Тот, кто снится - Воробей Вера и Марина 7 стр.


– Как всегда. – Лиза улыбалась, но старалась не поднимать на папу заплаканных глаз. Лиза любила сладкое, ведь когда съешь, что-нибудь вкусненькое, на душе становится хоть чуть-чуть полегче.

– И можно узнать, почему ты такая грустная? – спросил папа таким будничным тоном, как будто они говорили о погоде. – Тебя кто-то обидел?

Папа был способен понять многое. Но о своей любви Лизе не хотелось говорить даже с ним, потому что папе вряд ли понравится то, что она влюблена в учителя.

– Никто, – сказала Лиза, и ей вдруг снова захотелось заплакать. – Никто меня не обидел, но никто меня и не любит.

– А я такая несчастная девчоночка, – запел папа. Никто меня не любит! Никому я не нужна!

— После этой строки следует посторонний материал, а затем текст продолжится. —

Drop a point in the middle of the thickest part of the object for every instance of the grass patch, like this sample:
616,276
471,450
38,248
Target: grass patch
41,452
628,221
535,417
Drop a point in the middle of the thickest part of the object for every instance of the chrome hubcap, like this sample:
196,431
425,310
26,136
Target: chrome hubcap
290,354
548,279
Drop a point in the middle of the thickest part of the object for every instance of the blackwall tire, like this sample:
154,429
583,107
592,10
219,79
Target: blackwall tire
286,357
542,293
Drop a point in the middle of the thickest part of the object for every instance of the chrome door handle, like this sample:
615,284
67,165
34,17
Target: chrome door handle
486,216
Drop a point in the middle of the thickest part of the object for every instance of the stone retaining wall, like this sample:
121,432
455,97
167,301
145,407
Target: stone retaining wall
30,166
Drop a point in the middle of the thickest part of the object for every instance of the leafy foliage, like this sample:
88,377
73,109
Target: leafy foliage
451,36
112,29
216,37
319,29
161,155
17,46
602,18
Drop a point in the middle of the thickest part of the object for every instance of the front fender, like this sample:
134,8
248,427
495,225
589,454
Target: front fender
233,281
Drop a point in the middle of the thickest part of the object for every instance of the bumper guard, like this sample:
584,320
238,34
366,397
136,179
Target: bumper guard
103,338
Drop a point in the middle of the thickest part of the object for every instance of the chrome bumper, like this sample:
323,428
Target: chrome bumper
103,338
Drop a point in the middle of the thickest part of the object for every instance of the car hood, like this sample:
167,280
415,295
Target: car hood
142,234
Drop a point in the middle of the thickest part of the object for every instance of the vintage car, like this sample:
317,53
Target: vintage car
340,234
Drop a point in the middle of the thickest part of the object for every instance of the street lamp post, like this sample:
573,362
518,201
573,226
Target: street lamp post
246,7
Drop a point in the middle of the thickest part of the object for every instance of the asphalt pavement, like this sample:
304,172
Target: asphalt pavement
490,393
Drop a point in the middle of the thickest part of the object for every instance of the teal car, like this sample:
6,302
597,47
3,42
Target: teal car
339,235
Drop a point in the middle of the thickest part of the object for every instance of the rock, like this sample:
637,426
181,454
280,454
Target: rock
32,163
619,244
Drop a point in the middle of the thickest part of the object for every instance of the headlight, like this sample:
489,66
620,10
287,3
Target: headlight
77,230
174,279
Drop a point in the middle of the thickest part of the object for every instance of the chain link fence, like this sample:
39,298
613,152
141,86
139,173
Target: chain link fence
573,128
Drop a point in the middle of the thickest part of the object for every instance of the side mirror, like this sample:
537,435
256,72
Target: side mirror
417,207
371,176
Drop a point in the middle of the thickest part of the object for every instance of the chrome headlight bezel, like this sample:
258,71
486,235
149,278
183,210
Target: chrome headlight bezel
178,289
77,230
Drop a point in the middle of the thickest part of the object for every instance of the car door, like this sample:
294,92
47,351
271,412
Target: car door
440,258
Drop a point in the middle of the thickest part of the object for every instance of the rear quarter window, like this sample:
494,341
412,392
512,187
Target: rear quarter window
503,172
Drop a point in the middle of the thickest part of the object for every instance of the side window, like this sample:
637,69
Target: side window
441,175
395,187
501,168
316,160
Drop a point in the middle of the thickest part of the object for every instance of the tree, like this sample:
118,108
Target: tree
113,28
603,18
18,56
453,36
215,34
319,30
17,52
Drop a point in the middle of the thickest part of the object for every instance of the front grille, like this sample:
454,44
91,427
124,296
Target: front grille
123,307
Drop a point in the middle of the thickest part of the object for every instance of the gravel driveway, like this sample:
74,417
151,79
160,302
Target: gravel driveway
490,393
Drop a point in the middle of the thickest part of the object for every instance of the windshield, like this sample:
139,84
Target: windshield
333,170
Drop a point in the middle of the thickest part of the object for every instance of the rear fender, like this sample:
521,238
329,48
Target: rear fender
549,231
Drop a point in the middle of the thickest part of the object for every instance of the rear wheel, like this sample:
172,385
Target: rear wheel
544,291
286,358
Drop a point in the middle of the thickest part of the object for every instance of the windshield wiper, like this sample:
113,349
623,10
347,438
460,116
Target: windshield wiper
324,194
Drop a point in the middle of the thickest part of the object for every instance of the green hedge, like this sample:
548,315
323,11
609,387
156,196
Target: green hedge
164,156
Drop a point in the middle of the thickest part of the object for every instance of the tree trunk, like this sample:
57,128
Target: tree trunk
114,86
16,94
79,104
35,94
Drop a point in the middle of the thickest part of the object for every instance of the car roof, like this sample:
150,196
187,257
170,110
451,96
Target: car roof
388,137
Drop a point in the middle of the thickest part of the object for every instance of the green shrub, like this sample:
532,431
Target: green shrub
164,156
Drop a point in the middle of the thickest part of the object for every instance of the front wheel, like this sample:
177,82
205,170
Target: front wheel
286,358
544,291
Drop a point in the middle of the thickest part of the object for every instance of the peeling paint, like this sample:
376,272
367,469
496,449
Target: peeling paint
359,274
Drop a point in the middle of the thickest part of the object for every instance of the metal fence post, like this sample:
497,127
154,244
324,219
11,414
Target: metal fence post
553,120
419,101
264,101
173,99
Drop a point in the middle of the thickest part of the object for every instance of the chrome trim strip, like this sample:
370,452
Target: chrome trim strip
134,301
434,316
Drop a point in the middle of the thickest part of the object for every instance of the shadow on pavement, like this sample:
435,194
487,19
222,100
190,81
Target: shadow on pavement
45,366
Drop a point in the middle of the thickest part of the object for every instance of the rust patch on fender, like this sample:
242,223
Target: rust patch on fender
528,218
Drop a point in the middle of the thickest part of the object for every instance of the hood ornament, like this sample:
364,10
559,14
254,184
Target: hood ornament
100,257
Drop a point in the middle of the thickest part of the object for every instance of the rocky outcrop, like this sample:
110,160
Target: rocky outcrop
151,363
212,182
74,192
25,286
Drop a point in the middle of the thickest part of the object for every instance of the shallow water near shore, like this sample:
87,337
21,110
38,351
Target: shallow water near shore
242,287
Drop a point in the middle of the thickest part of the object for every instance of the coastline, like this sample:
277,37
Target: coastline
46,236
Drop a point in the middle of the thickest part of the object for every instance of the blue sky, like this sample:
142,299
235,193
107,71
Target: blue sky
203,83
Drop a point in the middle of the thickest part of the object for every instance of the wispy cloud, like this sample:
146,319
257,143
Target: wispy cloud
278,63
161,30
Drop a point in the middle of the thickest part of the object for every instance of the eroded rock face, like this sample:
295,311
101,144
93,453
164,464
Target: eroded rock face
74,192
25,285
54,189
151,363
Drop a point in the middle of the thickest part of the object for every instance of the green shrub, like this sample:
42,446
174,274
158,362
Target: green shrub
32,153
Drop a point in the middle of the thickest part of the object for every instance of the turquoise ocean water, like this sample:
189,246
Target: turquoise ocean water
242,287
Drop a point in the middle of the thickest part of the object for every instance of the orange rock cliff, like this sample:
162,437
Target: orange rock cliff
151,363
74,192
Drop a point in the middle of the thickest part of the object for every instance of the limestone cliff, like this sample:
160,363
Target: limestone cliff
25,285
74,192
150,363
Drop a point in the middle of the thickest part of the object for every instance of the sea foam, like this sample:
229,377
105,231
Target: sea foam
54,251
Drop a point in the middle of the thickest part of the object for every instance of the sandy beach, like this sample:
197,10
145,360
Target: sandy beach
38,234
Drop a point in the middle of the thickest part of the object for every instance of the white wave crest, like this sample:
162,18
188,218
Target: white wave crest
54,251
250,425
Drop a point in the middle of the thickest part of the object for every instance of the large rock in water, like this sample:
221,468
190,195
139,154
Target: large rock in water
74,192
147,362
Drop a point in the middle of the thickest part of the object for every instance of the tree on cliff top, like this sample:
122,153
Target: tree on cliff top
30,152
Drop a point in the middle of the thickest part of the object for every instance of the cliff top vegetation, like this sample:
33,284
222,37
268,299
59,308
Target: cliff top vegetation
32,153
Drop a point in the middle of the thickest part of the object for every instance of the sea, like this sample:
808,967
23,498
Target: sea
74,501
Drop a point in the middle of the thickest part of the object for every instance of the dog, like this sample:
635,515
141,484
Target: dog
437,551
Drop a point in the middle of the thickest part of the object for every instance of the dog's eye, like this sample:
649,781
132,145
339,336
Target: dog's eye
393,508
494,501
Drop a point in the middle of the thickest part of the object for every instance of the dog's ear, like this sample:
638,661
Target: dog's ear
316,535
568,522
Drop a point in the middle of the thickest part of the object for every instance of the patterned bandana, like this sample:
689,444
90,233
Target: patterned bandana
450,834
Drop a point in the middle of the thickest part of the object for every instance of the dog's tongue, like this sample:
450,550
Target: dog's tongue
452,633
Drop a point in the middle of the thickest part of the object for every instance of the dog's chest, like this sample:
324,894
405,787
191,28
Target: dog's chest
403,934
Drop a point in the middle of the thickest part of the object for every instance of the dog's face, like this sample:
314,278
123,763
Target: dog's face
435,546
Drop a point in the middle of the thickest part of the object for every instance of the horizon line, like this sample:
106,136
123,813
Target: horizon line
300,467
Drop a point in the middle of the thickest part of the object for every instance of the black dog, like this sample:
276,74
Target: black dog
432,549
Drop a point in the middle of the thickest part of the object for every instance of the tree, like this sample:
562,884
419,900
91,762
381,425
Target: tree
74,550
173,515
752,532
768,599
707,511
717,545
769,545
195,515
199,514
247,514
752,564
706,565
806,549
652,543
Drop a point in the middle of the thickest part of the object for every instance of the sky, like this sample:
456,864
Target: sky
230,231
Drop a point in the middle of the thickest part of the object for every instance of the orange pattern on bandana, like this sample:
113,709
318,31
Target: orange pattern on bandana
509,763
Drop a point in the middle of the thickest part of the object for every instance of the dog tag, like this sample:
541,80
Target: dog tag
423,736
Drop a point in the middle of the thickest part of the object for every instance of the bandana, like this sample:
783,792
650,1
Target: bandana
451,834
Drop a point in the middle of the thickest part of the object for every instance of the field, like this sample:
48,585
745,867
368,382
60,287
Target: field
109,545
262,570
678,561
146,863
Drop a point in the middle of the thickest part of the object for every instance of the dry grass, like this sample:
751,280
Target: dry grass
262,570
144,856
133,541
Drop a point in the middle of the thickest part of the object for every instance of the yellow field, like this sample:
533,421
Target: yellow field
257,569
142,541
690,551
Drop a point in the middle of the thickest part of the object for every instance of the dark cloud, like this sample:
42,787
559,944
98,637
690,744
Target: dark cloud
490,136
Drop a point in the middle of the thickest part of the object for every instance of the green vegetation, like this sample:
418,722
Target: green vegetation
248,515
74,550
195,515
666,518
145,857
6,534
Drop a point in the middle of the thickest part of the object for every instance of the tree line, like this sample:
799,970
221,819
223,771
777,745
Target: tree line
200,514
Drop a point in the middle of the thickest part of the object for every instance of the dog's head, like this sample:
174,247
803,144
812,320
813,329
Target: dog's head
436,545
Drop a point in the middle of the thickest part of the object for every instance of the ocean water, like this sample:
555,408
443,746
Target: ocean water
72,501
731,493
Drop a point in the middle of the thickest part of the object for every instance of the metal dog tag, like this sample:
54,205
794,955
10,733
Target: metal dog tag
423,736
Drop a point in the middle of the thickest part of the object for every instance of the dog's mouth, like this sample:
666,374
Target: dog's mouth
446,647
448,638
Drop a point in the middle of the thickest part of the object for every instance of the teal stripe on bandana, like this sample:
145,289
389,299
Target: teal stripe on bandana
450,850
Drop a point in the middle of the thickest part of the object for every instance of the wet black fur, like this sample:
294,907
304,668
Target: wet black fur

Лиза засмеялась, потому что папа пропел эти слова очень весело, что не соответствовало их смыслу.

– Тебе лишь бы шутить, – буркнула она, стараясь казаться недовольной. – А меня действительно никто-никто не любит.

– А ты что, у всех спрашивала? Может, кто-нибудь да любит.

– Нет, точно никто, – уверенно сказала Лиза. – Если бы кто-нибудь любил, я бы догадалась.

Она взялась за чашку и заметила, что к ее ручке привязана красная ниточка. Она удивленно посмотрела на папу, а он ей загадочно улыбнулся в усы.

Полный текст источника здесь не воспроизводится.